By the 1990s the Washington Consensus of privatisation, shrinking of states and market opening was dominant. The IMF played a central role in normalising such policies which continued to hold sway even after the Fund’s own concerns had to some extent evolved. Again, this is nothing new but it’s interesting to see the role of the Fund in normalising economic narratives being acknowledged here.

By the 2000s a new cluster of terms were dominant including “doing business” and “corruption”, alongside “competitiveness” and “foreign direct investment.”

It had become clear by this time that the Washington Consensus was failing to transform many countries in the way that policymakers in the West had assumed it would. A concern arose for “governance”, which was a coded way of complaining that poorer countries were too corrupt and badly run to make proper use of the private capital which was flowing in.

(I worked for an anti-corruption NGO at that time and I have to admit that we played into this framing of large-scale corruption as a flaw in modern globalised capitalism rather than a feature of it. I didn’t agree with the Washington Consensus at all, but at the time it seemed so powerful that it could only be tweaked at the edges. With hindsight, I should have been braver.)
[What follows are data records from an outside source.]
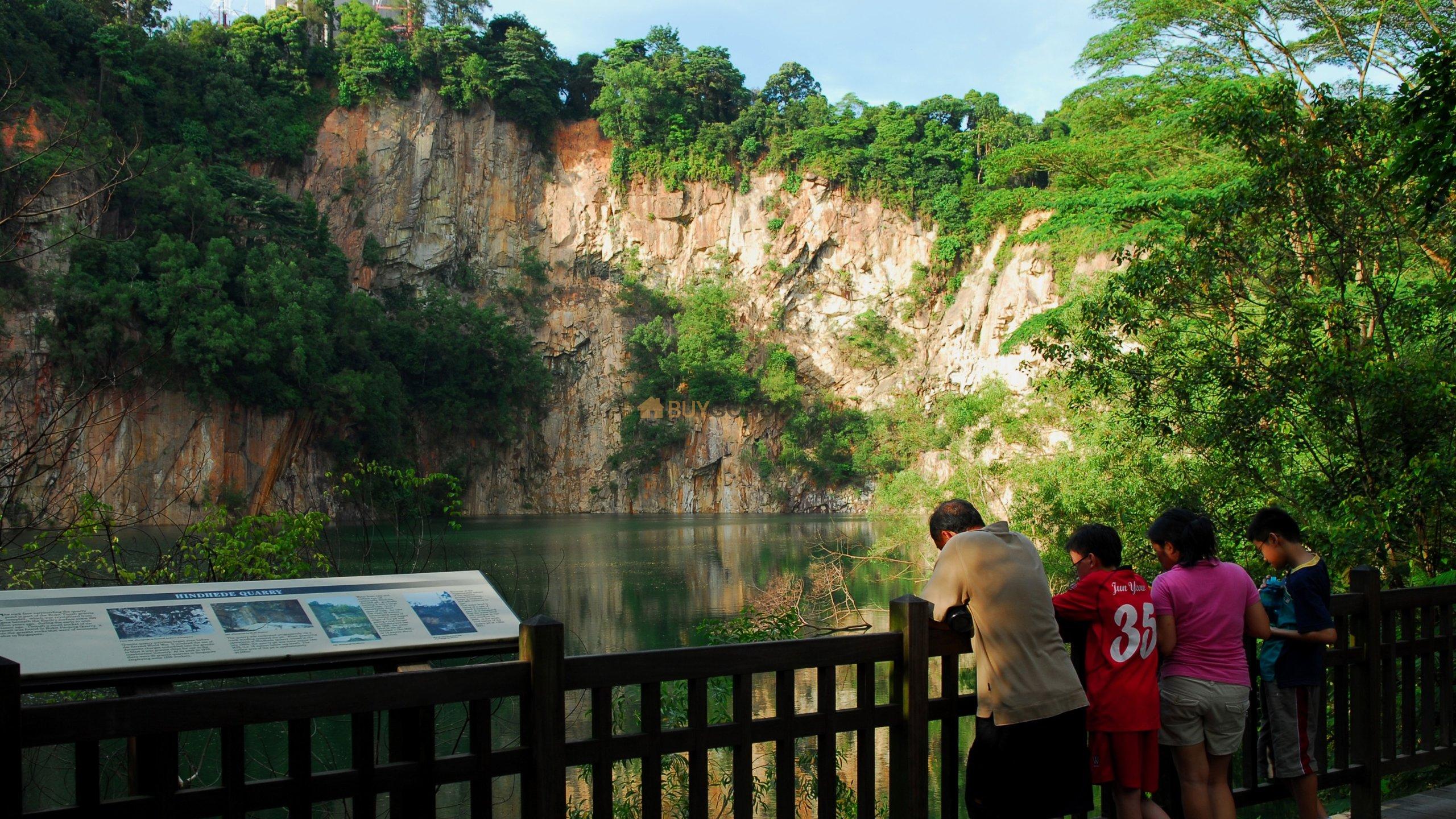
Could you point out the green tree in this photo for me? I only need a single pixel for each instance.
(1288, 336)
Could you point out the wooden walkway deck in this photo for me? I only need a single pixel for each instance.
(1439, 804)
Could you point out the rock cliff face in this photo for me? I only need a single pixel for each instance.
(436, 193)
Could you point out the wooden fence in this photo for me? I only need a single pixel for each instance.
(1388, 707)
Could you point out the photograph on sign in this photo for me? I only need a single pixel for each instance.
(342, 620)
(261, 615)
(105, 630)
(440, 614)
(159, 621)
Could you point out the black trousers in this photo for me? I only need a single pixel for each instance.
(1034, 770)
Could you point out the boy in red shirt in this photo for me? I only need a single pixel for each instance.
(1122, 668)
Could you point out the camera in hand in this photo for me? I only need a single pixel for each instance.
(958, 618)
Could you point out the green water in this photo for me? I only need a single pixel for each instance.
(618, 584)
(630, 582)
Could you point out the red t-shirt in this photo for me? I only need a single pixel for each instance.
(1122, 656)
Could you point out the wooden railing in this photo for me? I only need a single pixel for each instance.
(1388, 707)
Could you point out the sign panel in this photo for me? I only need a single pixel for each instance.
(56, 631)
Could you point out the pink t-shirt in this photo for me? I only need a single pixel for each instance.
(1207, 604)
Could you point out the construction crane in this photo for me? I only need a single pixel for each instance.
(223, 12)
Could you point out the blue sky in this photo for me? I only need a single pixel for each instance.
(901, 50)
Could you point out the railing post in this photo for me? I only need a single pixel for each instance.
(911, 690)
(12, 800)
(544, 717)
(1365, 701)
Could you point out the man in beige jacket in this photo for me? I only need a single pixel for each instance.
(1030, 755)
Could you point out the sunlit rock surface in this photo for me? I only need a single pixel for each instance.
(443, 191)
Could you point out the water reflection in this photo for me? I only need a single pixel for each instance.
(637, 582)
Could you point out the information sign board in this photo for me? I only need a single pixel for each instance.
(66, 631)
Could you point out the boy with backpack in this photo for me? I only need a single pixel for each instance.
(1292, 660)
(1122, 668)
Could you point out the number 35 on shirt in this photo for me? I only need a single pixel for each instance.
(1122, 671)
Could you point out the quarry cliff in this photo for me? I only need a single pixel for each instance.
(417, 193)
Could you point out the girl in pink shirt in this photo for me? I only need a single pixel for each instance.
(1203, 610)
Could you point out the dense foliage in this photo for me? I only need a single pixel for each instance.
(682, 114)
(1276, 334)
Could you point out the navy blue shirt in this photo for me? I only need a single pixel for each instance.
(1308, 592)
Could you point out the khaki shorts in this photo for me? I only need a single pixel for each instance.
(1199, 710)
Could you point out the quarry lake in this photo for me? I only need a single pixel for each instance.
(631, 582)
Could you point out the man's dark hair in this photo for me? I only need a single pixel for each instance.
(954, 516)
(1097, 540)
(1190, 534)
(1277, 522)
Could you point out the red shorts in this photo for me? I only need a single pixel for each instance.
(1127, 758)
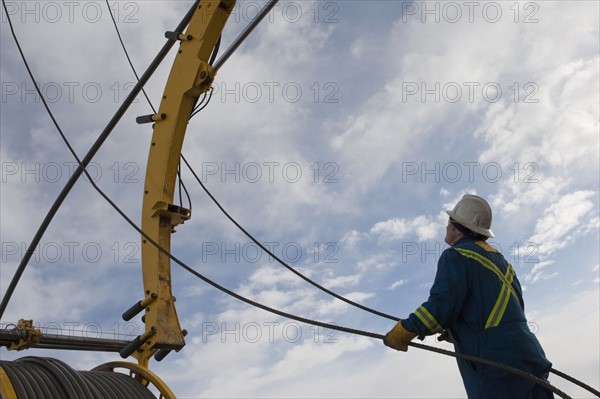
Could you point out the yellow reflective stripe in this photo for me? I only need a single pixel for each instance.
(488, 264)
(502, 301)
(430, 322)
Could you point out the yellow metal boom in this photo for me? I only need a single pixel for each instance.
(190, 77)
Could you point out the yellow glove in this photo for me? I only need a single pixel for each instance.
(399, 337)
(446, 335)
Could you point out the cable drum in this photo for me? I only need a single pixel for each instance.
(41, 378)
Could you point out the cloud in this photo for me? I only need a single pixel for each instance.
(396, 229)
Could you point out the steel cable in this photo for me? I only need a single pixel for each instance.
(302, 319)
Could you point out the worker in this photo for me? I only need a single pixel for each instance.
(476, 303)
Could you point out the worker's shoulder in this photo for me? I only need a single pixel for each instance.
(474, 246)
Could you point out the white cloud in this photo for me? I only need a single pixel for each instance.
(424, 227)
(558, 226)
(397, 284)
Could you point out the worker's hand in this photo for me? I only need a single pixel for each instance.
(399, 337)
(446, 335)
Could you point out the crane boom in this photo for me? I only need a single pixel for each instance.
(190, 77)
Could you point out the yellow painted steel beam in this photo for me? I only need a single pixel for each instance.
(190, 77)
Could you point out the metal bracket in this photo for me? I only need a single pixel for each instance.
(30, 336)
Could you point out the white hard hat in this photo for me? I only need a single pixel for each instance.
(474, 213)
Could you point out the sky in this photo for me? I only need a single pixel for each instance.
(337, 134)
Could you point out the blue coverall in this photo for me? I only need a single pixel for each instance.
(478, 298)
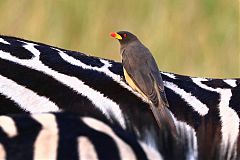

The governance agenda looks now like an attempt to try and clean up a mess fermented by the Washington Consensus without challenging the latter’s basic premises. This agenda commonly portrayed corruption as an impediment to the efficient flow of private investment across borders. But the modern forms of corruption which we were trying to fight – systematic bribery by multinationals and the looting of state funds and assets on a huge scale by politicians – were themselves fostered by the policies promoted by the IMF, its allies at the World Bank and their backers among powerful Western governments.

Privatisation created a stream of valuable assets for politicians and their cronies to steal, while the liberalisation of capital flows made it far easier for bribes to flow in and stolen funds to flow out. At the same time, the possibilities of accessing profitable natural resources and markets, in settings which were weakly policed and sometimes quite chaotic, made it enticing for multinationals to pay bribes and commit other financial abuses with little risk of being held to account.

It’s not remotely a coincidence that offshore tax havens – used by corporations to dodge tax and by corrupt officials to hide their gains – began their great expansion around this time. The human cost of these abuses, in terms of lost public revenues and the enrichment and entrenchment of some terrible people in power, has been enormous.

Since the 2000s the Washington Consensus itself has given way to what the authors call the “Washington Constellation” – a ragbag of unrelated ideas including “doing business”, access to finance, reducing inequality and promoting tourism. Industrial policy, barely mentioned in IMF papers for twenty years, has made a comeback since 2010.

This incoherence is probably due to the fact that the financial crisis of 2007-2008 dealt a blow to free-market dogma which now looks mortal, but a new orthodoxy has yet to emerge in its place. What the new orthodoxy will look like doesn’t seem clear yet, though the efforts of Big Tech to cosy up to governments offer a hint of what the currently dominant business elites would like it to be.

There are other interesting findings in the paper. For example, the IMF was far more concerned about services than other sectors of the economy, even though the authors point out that manufacturing has often been the way that economies get bigger. In low-income countries, where much of the population still works on the land, the term “services” got more than twice as many mentions in IMF reports as agriculture. Cookie-cutter indeed.

The IMF publishes a copious stream of these working papers but they often seem to have little or no influence over what the Fund actually does. Still, it’s good to see recognition from at least one part of this gargantuan institution that economic orthodoxy, at any given moment, is a construct built by powerful interests and not a God-given truth to be blindly imposed at any cost.